As discussed above, process-oriented tasks can be superior to the use of matched tasks designs for isolating specific cognitive processes. However, even with process-oriented tasks, it is critical to ensure that the hypothesized, theory-driven pattern of results cannot be accounted for in terms of differences in the difficulty levels of the conditions. Both the superiority and relative superiority strategies avoid this potential confound.

Finally, clinical trials researchers must weigh the trade-off of accounting for patient heterogeneity against adding time and costs to studies.
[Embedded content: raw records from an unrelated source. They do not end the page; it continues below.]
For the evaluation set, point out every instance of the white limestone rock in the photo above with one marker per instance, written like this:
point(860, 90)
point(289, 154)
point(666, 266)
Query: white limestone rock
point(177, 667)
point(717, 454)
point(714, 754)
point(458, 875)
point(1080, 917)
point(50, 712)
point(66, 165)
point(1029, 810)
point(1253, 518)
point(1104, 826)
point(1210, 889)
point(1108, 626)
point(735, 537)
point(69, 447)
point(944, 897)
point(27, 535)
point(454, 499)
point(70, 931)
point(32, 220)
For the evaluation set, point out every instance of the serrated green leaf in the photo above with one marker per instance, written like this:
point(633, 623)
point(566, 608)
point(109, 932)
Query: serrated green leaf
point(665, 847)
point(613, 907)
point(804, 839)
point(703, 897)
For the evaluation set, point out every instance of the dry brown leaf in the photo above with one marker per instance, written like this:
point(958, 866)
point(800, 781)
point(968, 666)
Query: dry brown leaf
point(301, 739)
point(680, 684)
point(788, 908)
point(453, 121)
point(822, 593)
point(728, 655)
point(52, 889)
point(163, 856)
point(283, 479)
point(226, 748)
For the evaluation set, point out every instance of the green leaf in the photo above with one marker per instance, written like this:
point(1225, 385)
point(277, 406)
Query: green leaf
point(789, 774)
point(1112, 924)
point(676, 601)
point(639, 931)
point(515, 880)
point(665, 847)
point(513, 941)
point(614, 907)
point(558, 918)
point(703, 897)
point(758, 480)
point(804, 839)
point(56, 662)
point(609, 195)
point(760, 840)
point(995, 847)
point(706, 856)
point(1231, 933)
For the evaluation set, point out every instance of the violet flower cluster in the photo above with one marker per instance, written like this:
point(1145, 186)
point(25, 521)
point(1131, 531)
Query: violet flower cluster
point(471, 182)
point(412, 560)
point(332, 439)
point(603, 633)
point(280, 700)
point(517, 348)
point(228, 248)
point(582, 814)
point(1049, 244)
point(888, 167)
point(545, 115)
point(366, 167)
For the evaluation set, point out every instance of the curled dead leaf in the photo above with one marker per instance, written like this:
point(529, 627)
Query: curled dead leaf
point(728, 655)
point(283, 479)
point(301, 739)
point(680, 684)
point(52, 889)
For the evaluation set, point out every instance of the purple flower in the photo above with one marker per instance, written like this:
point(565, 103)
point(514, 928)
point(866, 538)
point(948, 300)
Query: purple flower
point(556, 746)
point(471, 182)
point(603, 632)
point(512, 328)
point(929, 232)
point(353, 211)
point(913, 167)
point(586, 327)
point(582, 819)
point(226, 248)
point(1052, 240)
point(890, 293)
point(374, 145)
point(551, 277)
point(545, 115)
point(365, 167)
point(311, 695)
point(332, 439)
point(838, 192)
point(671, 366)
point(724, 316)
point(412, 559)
It is critical to account for patient heterogeneity (eg, disorder subtypes, illness course, gender, age, genetic factors) in clinical trials because, thus far, degree of cognitive improvement seen in people with schizophrenia is much smaller than the variability between patients in cognitive functioning and the variability in change over time—a situation where the increases in the numerator in parametric statistical tests (eg, t, F, etc) will be offset by larger increases in the denominator (reflecting within-group variability) unless more homogeneous subgroups can be identified. Moreover, many examples exist where diagnostic subtypes perform differently on cognitive measures.16,4649 The danger of not accounting for heterogeneity is that potential treatment effects within a meaningful subgroup of patients can be underestimated or even missed if all patients' scores are averaged. Heterogeneity can be taken into account by only including specific subtypes of patients into clinical trials or by assessing relevant characteristics (eg, premorbid functioning, paranoid vs nonparanoid status) and then having sufficient power to explore subgroup differences after the trial is completed. However, the latter suggestion can mean added time and costs for the trial, although it may allow for greater sensitivity to detect treatment effects in specific subgroups of patients.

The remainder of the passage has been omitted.